The last time I voted was in 2019. It was a simple thing. There are polling stations right near my home. You didn’t even need to take the poll card. You can do it around full time work, and the school run. You just walked into the booth and did it.
If there’s something to be patriotic about in British politics it’s the ease of our voting system. Once we got rid of the property-owning qualifications, and the ban on women’s participation, voting became a simple process that gives (mostly) clear and decisive results. Liberals like me might not always like the outcomes, like the Leave vote in 2016, but at least you know what the results are. Sure, some of us might periodically argue for something like AV or proportional representation, but this never comes to anything and there’s something about the declamatory thump of first-past-the-post.
Naturally, the government wants to make voting more complicated.
Voter ID is a bad idea that never dies. There are many constitutional innovations I would import from the United States. Voter ID isn’t one of them. I remember coverage of Georgians waiting five hours on a dusty road to vote in the 2020 election. Having lost that one, the Republicans have redoubled legislative efforts to make voting more complicated still. Voting rights have a controversial history in that country, as in ours. Robert Caro, in his Master of the Senate, detailed the bureaucratic hurdles that faced Black electors in just one Alabama county of 1957:
The Barbour County registrars used a less sophisticated technique. They asked more reasonable questions – the names of local, state, and national officials – but if an applicant missed even one question, he would not be given the application that had to be filled out before he could receive a certificate, and somehow, even if a black applicant felt sure he had answered every question correctly, often the registrars would say there was one he had missed, although they would refuse to tell him which it was. Margaret Frost had already experienced this technique, for she had tried to register before – in January of 1957 – and forty years later, when she was an elderly woman, she could still remember how, after she had answered several questions, the Board’s chairman, William (Beel) Stokes, had told her she had missed one, adding, ‘You all go home and study a little more,’ and she could still remember how carefully blank the faces of Stokes and his two colleagues had been, the amusement showing only in their eyes.

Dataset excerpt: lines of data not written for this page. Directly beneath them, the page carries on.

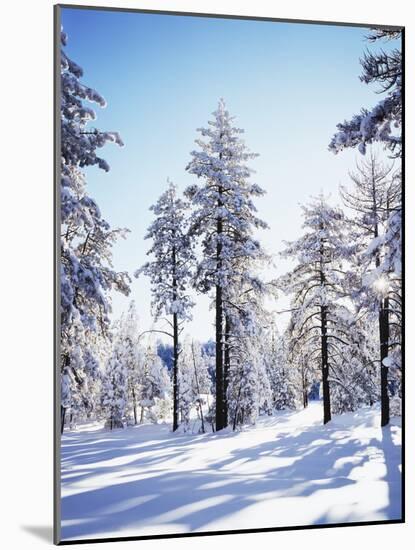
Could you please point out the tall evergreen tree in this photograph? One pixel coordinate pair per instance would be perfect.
(224, 216)
(87, 275)
(382, 124)
(316, 286)
(170, 271)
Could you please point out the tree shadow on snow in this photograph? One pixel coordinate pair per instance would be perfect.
(189, 500)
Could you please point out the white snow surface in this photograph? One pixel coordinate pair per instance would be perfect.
(288, 470)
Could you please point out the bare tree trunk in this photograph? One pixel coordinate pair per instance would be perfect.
(325, 366)
(220, 416)
(198, 390)
(226, 368)
(63, 412)
(134, 405)
(175, 373)
(384, 350)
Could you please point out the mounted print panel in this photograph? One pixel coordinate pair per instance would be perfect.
(229, 274)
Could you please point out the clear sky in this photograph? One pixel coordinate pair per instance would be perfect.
(288, 84)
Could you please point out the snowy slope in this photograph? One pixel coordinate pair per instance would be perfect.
(288, 470)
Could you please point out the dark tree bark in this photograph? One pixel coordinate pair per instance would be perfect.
(384, 350)
(325, 367)
(198, 390)
(63, 412)
(220, 412)
(324, 347)
(175, 352)
(134, 405)
(226, 368)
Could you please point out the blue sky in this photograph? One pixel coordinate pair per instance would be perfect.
(288, 84)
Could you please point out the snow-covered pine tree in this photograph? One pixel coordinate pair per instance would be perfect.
(170, 271)
(114, 392)
(131, 355)
(375, 193)
(87, 274)
(382, 124)
(280, 371)
(224, 217)
(154, 383)
(316, 284)
(194, 382)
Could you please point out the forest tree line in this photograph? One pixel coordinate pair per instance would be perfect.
(345, 287)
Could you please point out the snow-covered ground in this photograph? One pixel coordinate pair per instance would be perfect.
(288, 470)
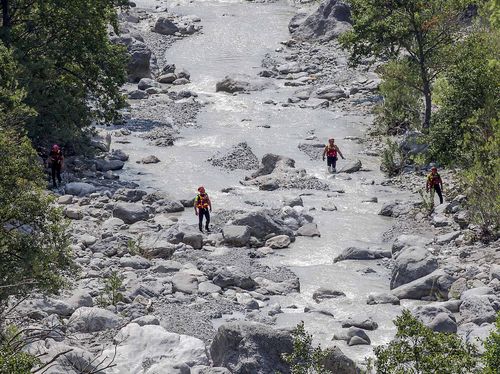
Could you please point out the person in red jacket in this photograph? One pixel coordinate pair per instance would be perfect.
(434, 185)
(331, 150)
(202, 208)
(56, 163)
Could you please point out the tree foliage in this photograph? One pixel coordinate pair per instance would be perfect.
(34, 251)
(419, 350)
(417, 33)
(69, 69)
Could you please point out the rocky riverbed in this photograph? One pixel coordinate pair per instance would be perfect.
(247, 118)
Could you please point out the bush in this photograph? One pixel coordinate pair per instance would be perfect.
(418, 349)
(34, 253)
(402, 104)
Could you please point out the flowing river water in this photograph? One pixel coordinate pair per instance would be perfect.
(236, 36)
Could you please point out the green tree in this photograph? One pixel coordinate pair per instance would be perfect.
(34, 254)
(419, 350)
(70, 70)
(417, 33)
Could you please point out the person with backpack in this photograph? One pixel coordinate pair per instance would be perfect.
(331, 150)
(434, 185)
(202, 208)
(56, 163)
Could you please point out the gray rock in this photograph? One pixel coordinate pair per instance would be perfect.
(184, 282)
(357, 253)
(237, 236)
(382, 298)
(138, 95)
(278, 242)
(130, 212)
(106, 165)
(325, 293)
(249, 347)
(351, 167)
(139, 62)
(135, 262)
(79, 188)
(165, 27)
(233, 276)
(242, 83)
(477, 309)
(309, 229)
(150, 160)
(89, 320)
(412, 263)
(129, 195)
(331, 19)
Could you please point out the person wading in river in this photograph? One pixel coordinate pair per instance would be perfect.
(330, 152)
(202, 208)
(434, 185)
(56, 163)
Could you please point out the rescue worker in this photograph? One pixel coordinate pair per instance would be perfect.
(434, 184)
(56, 163)
(331, 151)
(202, 208)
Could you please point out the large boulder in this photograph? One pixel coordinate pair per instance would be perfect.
(261, 224)
(139, 62)
(88, 320)
(242, 83)
(360, 253)
(130, 212)
(332, 18)
(236, 236)
(165, 27)
(155, 347)
(412, 263)
(79, 188)
(249, 347)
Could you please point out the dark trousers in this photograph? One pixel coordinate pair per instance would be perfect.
(331, 161)
(437, 189)
(56, 172)
(203, 212)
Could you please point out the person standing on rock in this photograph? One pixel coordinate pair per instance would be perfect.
(331, 151)
(202, 208)
(435, 185)
(56, 163)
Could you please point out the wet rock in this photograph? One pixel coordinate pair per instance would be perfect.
(278, 242)
(165, 27)
(88, 320)
(130, 212)
(331, 19)
(412, 263)
(241, 83)
(325, 293)
(106, 165)
(139, 62)
(382, 298)
(233, 276)
(237, 236)
(129, 195)
(150, 160)
(184, 282)
(309, 229)
(357, 253)
(139, 345)
(79, 188)
(249, 347)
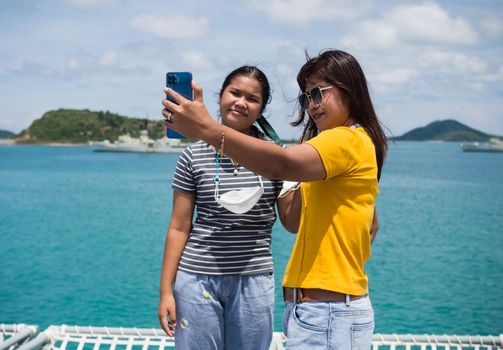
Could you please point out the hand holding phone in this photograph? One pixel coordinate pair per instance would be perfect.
(181, 82)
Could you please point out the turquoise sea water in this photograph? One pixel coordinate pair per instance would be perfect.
(82, 234)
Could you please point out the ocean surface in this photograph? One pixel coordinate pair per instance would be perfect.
(82, 235)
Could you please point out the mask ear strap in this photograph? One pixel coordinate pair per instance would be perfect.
(268, 130)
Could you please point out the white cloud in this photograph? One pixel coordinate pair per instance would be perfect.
(108, 59)
(392, 77)
(302, 12)
(492, 25)
(196, 61)
(74, 66)
(171, 26)
(94, 3)
(432, 24)
(427, 24)
(452, 62)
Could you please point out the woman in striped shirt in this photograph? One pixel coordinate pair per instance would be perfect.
(217, 284)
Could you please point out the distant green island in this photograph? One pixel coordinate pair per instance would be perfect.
(74, 126)
(82, 126)
(444, 130)
(4, 134)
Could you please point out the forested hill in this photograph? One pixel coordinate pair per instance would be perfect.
(4, 134)
(444, 130)
(81, 126)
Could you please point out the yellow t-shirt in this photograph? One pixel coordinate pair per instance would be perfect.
(333, 242)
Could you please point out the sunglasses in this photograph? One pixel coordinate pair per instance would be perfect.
(315, 95)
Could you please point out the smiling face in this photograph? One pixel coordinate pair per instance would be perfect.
(333, 111)
(241, 103)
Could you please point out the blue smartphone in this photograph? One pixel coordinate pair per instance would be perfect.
(181, 82)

As staff attorney for the Southern Poverty Law Centre, Caren Short, told the Guardian: ‘The real reason these laws are passed is to suppress the vote, and that is in fact what happens.’
ID is increasingly crucial to citizenship. The Windrush scandal in 2018 saw thousands of people lose their jobs, their bank accounts, even get deported, in essence because they could not provide reams of documentation going back many years.
Of course I am confident this is not the rationale here. When ministers get up to defend the proposal they will not say ‘We do not want certain people to vote.’ They will say it’s no different from showing your driver’s licence to get a mortgage, they will say they want to stop electoral fraud, they will make reasonable arguments (although perhaps with a hint of amusement in their eyes?)
But we have already tried voter ID in this country, albeit on a local basis. In spring 2019 more than 800 people were turned away from polling stations in a small trial – and, considering the margins of victory for local politicians, that 800 can make quite a difference. Far from protecting the integrity of voting systems, the Tory plans potentially make local government even less accountable and more corrupt than it is at present. In all the bluster about Hartlepool and the Great Realignment of British politics, few pundits noted that the turnout last week was just 42.3%. Why didn’t the other 60-odd% vote? Why does the government want to make it harder for them to do so?
I don’t want to make a political attack here. I can absolutely imagine Labour governments bringing this stupid idea back to life.
But if the Great Realignment means anything, it is that the Conservatives are now the party of clipboard-wielding busybodies. You need two forms of ID to get a job (or keep one), you need two forms of ID to rent or buy somewhere, you will need papers to get into the pub and now you will need photo ID to get into the voting booth. ‘Active state’? You may keep it.